Tenía
heridas cortantes en la cabeza y el cuero lleno de magulladuras. Un
trozo de muro, caido traicioneramente sobre sus piernas, le mantenía
prisionero. Dos ratas le hacían ya macabra compañia.
Un
terremoto había devastado, horas antes, la ciudad. Apenas
había supervivientes. El silencio desolador daba paso de vez
en cuando a una cascada de estrépitos, que sólo podían
anunciar nuevas formas del desastre.
De
entre los escombros, surge una niña de pelo encrespado que ha
conseguido salvar a su muñeca y perdido a su mamá. Se
acerca al herido y, al ver el dolor en su expresión, le
acaricia la cara. Ve sus labios resecos y le promete traerle agua.
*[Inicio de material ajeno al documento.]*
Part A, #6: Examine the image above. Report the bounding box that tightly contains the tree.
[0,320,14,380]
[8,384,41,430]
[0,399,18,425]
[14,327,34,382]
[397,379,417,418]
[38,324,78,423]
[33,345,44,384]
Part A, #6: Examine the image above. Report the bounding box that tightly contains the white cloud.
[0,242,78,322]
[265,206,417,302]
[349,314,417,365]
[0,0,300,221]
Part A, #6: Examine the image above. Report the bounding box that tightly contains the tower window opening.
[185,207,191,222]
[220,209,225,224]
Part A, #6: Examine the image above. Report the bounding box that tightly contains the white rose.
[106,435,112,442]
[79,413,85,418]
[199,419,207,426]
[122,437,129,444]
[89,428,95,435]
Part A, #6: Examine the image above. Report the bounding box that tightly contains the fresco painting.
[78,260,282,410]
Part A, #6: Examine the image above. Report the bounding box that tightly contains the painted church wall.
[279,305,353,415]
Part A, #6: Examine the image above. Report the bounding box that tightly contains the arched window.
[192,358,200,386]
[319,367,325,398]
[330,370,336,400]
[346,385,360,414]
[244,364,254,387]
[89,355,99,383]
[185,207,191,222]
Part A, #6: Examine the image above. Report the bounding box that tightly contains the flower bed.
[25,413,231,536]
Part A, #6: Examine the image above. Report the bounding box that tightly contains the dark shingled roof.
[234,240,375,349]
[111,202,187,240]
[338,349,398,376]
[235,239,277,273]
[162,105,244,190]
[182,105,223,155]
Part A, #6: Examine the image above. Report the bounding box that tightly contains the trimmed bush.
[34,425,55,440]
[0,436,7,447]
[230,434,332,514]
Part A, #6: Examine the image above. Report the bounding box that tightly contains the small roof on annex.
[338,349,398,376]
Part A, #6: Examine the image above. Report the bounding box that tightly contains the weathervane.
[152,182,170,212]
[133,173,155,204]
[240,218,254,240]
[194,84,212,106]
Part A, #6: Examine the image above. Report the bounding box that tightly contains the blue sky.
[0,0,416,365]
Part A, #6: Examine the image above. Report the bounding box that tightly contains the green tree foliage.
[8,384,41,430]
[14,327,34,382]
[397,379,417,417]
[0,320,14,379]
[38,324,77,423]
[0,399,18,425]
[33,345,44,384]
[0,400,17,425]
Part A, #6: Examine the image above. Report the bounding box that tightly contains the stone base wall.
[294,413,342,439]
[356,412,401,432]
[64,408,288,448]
Vuelve tras algunos minutos con una botella de plástico con
dos dedos de líquido. Le da de beber a sorbos.
Repara
en la esvástica en el antebrazo del hombre. Con la inocencia
diáfana, espontánea de la infancia, encantada por la
complicidad , le dice: -Yo también tengo un molinete, en la
baranda del balcón, pero las aspas son de colores-. El trata
de imaginárserlo y probablemente ésa es, antes de
morir, la última imagen que atraviesa su cerebro.